The next stage is reaching out to those people, with a very specific request, for example, “Our mutual friend Mary suggested you might be willing to share your insights on the airline industry, given your experience as a pilot/lawyer/data analyst for United. I’d be grateful for a few minutes of your time in person or by phone to pick your brain.” Your goal is to make it easy for them to say yes, not easy to say no. How do you do this? Do not ask them for a job. Do not ask them to introduce you to the general counsel of United. Do not include your resume. Make your request short, upbeat, specific, and convenient for them. Remember, you are not asking for a job, but asking for advice and insights—people love to be the expert, and they will rarely turn down a simple request.
When you succeed in scheduling an informational interview, have your questions prepared in advance. Be clear and concise about what you need—information, suggestions, contacts, introductions, or a combination of these. At the end of every conversation, say, “Thank you so much for your time and the great information/insights/suggestions. Who else would you suggest I speak with?” If they make suggestions, ask if they are willing to make an introduction via email. Be open, be diligent, and follow up with thank-yous. And remember, always be listening for their needs—a babysitter, an article, information on the great hotel where you stayed in Miami last year. You have two equally important goals—to get information and to make a real personal connection.
I’ve saved this for last, not because it’s more or less important, but to emphasize the fact that it doesn’t take the place of one-on-one networking. We’ve all heard stories of people who got jobs without getting out from behind their computer, but I will tell you that it doesn’t happen often. Online communication simply doesn’t take the place of meeting with people face-to-face. There are certain things that every job seeker should be doing.

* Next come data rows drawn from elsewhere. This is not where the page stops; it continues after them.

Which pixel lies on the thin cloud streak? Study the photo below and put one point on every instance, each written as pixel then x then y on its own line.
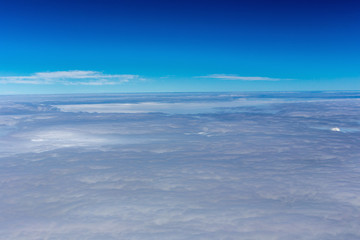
pixel 73 77
pixel 241 78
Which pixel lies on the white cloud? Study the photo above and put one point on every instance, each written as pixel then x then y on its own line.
pixel 241 78
pixel 73 77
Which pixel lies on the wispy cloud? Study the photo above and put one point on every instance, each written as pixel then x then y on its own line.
pixel 74 77
pixel 241 78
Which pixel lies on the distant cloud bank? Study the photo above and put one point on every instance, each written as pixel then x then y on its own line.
pixel 241 78
pixel 73 77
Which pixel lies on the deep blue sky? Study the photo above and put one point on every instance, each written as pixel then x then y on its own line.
pixel 301 45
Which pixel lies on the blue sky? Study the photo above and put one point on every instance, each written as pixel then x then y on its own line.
pixel 176 46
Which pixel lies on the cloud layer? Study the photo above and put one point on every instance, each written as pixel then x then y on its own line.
pixel 74 77
pixel 233 170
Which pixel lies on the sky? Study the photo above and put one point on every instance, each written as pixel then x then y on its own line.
pixel 178 46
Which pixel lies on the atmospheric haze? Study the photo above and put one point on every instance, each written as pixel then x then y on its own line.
pixel 181 166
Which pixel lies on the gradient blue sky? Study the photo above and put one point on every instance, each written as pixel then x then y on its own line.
pixel 150 46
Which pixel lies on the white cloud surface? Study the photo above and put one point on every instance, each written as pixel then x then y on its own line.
pixel 73 77
pixel 270 171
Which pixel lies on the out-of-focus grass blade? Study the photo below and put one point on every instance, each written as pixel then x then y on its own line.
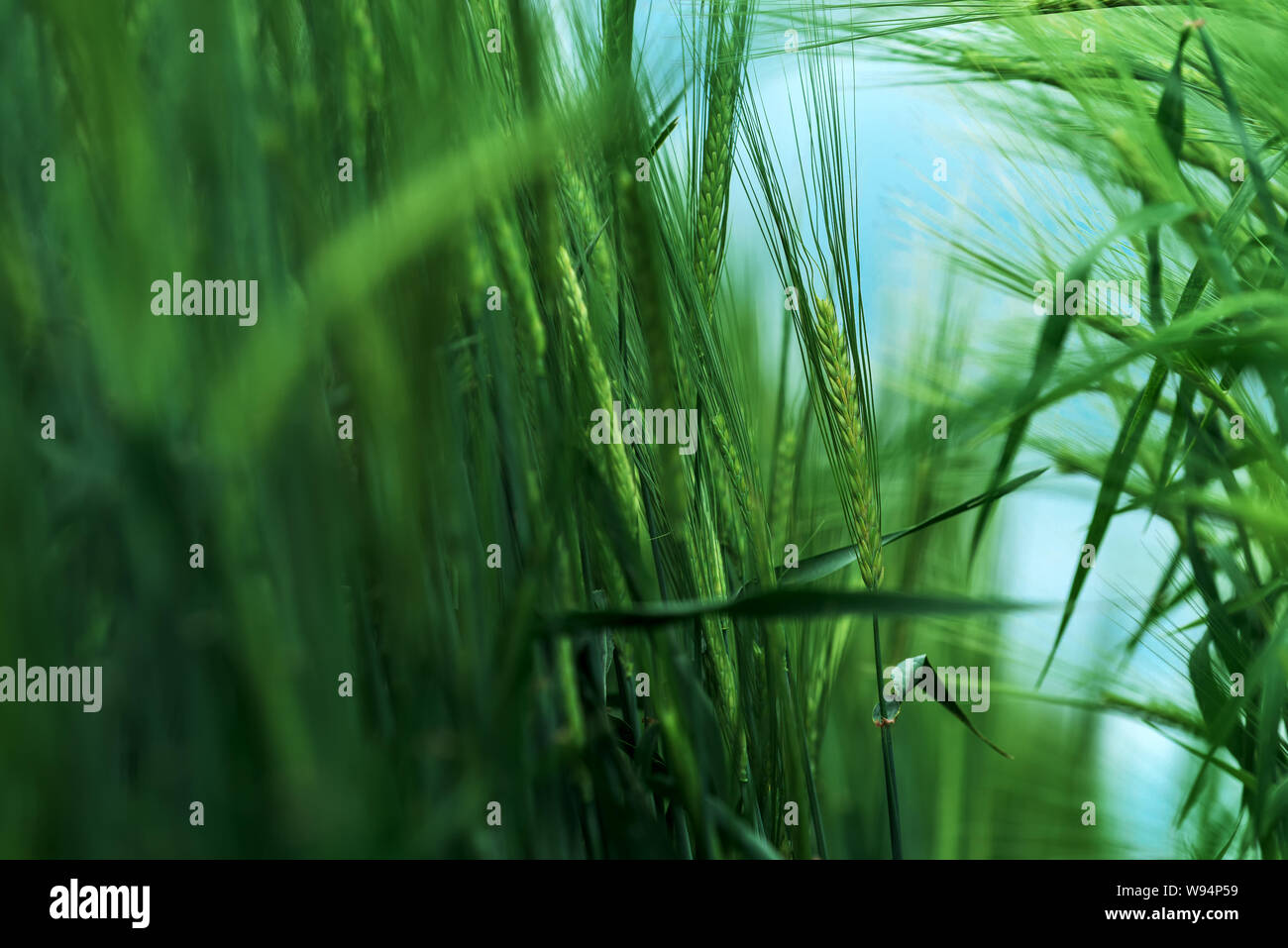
pixel 782 603
pixel 1111 487
pixel 1054 331
pixel 827 563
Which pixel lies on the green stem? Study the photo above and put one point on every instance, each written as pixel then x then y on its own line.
pixel 888 758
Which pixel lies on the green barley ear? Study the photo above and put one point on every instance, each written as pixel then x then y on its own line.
pixel 844 406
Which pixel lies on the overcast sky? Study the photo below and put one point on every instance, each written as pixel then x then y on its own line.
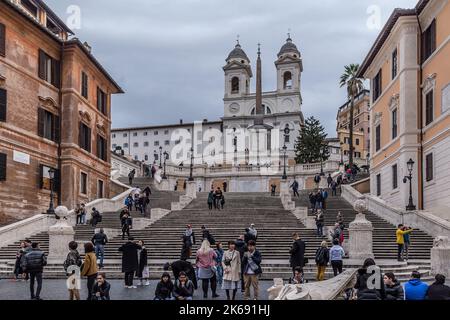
pixel 168 54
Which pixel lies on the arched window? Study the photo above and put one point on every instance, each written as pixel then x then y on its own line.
pixel 287 80
pixel 235 85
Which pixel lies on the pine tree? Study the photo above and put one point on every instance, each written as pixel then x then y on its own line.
pixel 311 146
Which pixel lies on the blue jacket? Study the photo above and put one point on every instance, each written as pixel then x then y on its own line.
pixel 415 289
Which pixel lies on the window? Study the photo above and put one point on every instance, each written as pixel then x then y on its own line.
pixel 378 138
pixel 429 172
pixel 2 40
pixel 429 41
pixel 378 185
pixel 49 69
pixel 84 85
pixel 429 107
pixel 394 63
pixel 394 124
pixel 235 85
pixel 102 101
pixel 48 125
pixel 376 85
pixel 394 177
pixel 287 80
pixel 102 148
pixel 3 162
pixel 3 104
pixel 83 183
pixel 84 138
pixel 100 189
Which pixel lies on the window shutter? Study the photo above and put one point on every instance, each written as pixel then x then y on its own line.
pixel 42 58
pixel 3 104
pixel 2 40
pixel 41 121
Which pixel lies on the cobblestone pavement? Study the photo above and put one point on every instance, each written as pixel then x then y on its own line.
pixel 56 290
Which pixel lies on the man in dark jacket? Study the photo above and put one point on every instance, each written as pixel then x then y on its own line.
pixel 99 240
pixel 297 252
pixel 252 269
pixel 438 290
pixel 130 262
pixel 34 263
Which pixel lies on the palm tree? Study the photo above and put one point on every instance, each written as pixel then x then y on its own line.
pixel 354 86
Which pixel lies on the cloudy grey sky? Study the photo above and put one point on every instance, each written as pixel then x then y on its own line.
pixel 168 54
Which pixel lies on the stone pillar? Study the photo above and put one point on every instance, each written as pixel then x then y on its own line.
pixel 191 189
pixel 360 234
pixel 60 234
pixel 440 257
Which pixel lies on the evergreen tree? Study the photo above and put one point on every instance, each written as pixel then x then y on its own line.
pixel 311 146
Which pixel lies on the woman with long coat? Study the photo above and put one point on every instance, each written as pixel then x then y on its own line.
pixel 231 263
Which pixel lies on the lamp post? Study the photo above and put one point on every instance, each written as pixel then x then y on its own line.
pixel 51 173
pixel 191 177
pixel 410 206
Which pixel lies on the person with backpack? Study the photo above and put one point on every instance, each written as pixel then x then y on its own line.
pixel 322 257
pixel 73 259
pixel 34 262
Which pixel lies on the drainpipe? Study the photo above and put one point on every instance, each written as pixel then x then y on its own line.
pixel 421 167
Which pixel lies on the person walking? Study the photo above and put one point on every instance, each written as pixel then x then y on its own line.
pixel 130 263
pixel 438 290
pixel 415 289
pixel 337 254
pixel 252 270
pixel 322 258
pixel 101 288
pixel 183 288
pixel 99 240
pixel 231 264
pixel 206 265
pixel 401 240
pixel 73 259
pixel 143 271
pixel 89 268
pixel 34 263
pixel 394 289
pixel 164 289
pixel 297 252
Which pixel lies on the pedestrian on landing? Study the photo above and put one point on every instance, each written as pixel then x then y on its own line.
pixel 415 289
pixel 400 233
pixel 219 269
pixel 394 289
pixel 252 270
pixel 99 240
pixel 73 259
pixel 322 258
pixel 231 264
pixel 34 262
pixel 130 261
pixel 143 272
pixel 184 288
pixel 297 252
pixel 89 267
pixel 438 290
pixel 337 254
pixel 164 289
pixel 101 289
pixel 206 265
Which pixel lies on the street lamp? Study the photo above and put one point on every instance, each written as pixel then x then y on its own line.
pixel 51 173
pixel 166 156
pixel 410 206
pixel 191 177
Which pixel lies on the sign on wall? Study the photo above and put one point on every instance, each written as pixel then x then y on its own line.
pixel 21 157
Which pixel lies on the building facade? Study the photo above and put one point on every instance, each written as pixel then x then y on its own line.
pixel 361 127
pixel 54 112
pixel 409 69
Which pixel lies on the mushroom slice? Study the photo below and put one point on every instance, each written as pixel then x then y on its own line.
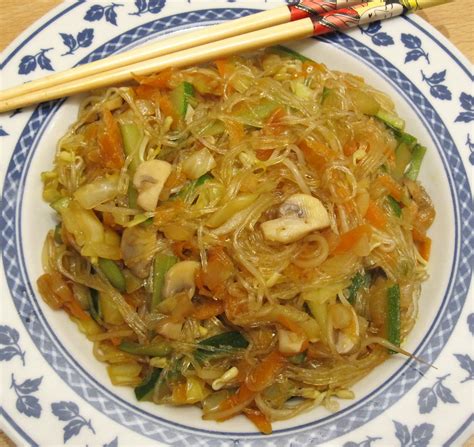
pixel 149 179
pixel 180 278
pixel 300 214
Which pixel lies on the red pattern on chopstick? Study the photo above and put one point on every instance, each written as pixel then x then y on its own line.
pixel 310 8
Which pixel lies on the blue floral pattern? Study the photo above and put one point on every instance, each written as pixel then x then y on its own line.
pixel 437 89
pixel 413 43
pixel 26 403
pixel 69 411
pixel 9 346
pixel 467 103
pixel 30 62
pixel 144 6
pixel 420 436
pixel 466 363
pixel 428 397
pixel 378 38
pixel 97 12
pixel 83 40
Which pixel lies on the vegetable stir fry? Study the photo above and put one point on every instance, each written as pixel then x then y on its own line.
pixel 247 236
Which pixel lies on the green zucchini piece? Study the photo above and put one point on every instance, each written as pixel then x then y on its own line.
pixel 394 206
pixel 180 97
pixel 391 121
pixel 161 264
pixel 393 315
pixel 359 281
pixel 113 273
pixel 285 51
pixel 225 342
pixel 144 391
pixel 416 159
pixel 94 308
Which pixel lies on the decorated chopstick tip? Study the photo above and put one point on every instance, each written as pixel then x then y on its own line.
pixel 308 8
pixel 367 12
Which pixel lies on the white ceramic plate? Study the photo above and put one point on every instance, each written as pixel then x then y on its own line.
pixel 53 391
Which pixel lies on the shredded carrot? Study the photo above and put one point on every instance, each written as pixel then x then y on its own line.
pixel 375 216
pixel 224 67
pixel 110 142
pixel 349 148
pixel 423 243
pixel 316 154
pixel 348 240
pixel 236 132
pixel 265 372
pixel 208 309
pixel 263 154
pixel 159 80
pixel 395 190
pixel 259 419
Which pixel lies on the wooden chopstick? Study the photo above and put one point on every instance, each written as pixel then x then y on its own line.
pixel 215 50
pixel 253 22
pixel 315 25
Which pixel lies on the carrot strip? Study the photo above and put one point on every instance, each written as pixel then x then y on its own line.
pixel 110 142
pixel 264 373
pixel 348 240
pixel 209 309
pixel 376 216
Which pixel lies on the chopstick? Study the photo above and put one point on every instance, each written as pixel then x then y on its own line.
pixel 338 20
pixel 253 22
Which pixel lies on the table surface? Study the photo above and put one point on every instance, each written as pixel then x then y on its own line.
pixel 16 16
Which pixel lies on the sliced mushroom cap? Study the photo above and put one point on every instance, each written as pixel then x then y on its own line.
pixel 301 214
pixel 180 278
pixel 149 179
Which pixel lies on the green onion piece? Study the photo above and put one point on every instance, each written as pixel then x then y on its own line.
pixel 57 234
pixel 403 137
pixel 394 206
pixel 416 159
pixel 390 120
pixel 113 273
pixel 284 51
pixel 358 281
pixel 393 315
pixel 188 190
pixel 144 391
pixel 225 343
pixel 94 308
pixel 402 159
pixel 157 349
pixel 298 359
pixel 132 195
pixel 132 137
pixel 161 265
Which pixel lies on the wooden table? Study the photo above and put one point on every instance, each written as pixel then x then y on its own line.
pixel 16 16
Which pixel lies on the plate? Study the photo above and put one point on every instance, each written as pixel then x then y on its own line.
pixel 54 391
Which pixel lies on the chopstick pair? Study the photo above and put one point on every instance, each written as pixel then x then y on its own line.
pixel 304 19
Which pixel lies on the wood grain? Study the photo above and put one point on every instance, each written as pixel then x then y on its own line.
pixel 454 20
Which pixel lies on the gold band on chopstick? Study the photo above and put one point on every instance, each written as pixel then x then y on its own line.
pixel 363 13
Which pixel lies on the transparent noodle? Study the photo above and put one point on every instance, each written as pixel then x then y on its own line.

First, take some time to clean up your Facebook page and your Instagram, Vine or Vimeo feed. You’ll hear this from others, but that is because it is true: potential employers are going to look you up, and they are going to draw conclusions about you from what is on your social media. Don’t keep yourself from getting in the door somewhere by something you posted from that wild party in high school or college.
Second, use LinkedIn effectively. It is a powerful networking tool, whether your primary goal is job search or business development.
- Update your profile, and if you are job hunting and don’t have to worry about a current employer finding out, include what you are seeking in your profile or in status updates. And keep reminding people (that is, your network) by reposting it every two or three months.
- Feed your network. Spend 10-20 minutes a week looking through the People You May Know sections suggested for you, and of each of your past employers and schools, and inviting them (with a personalized message) to link to you. The reason? When you determine that you are interested in a particular law firm or company, you can search on the firm name, and up will pop everyone in your network (and their networks) with a connection to that firm. Then, you can reach out to them for an introduction, and follow the steps I outlined in the One-on-one Networking section above.
- Finally, join groups that look interesting; learn the lingo, read articles that people post, get a sense of who the thought leaders in the practice area are. You can always drop a group later if it proves to be unhelpful, or if your interests change.
Even if it seems daunting, you can do this. I worked with several law students who started out absolutely opposed to networking, and by breaking the process down into small steps, they got really good at it, and ended up landing jobs that way. Start today, and don’t stop.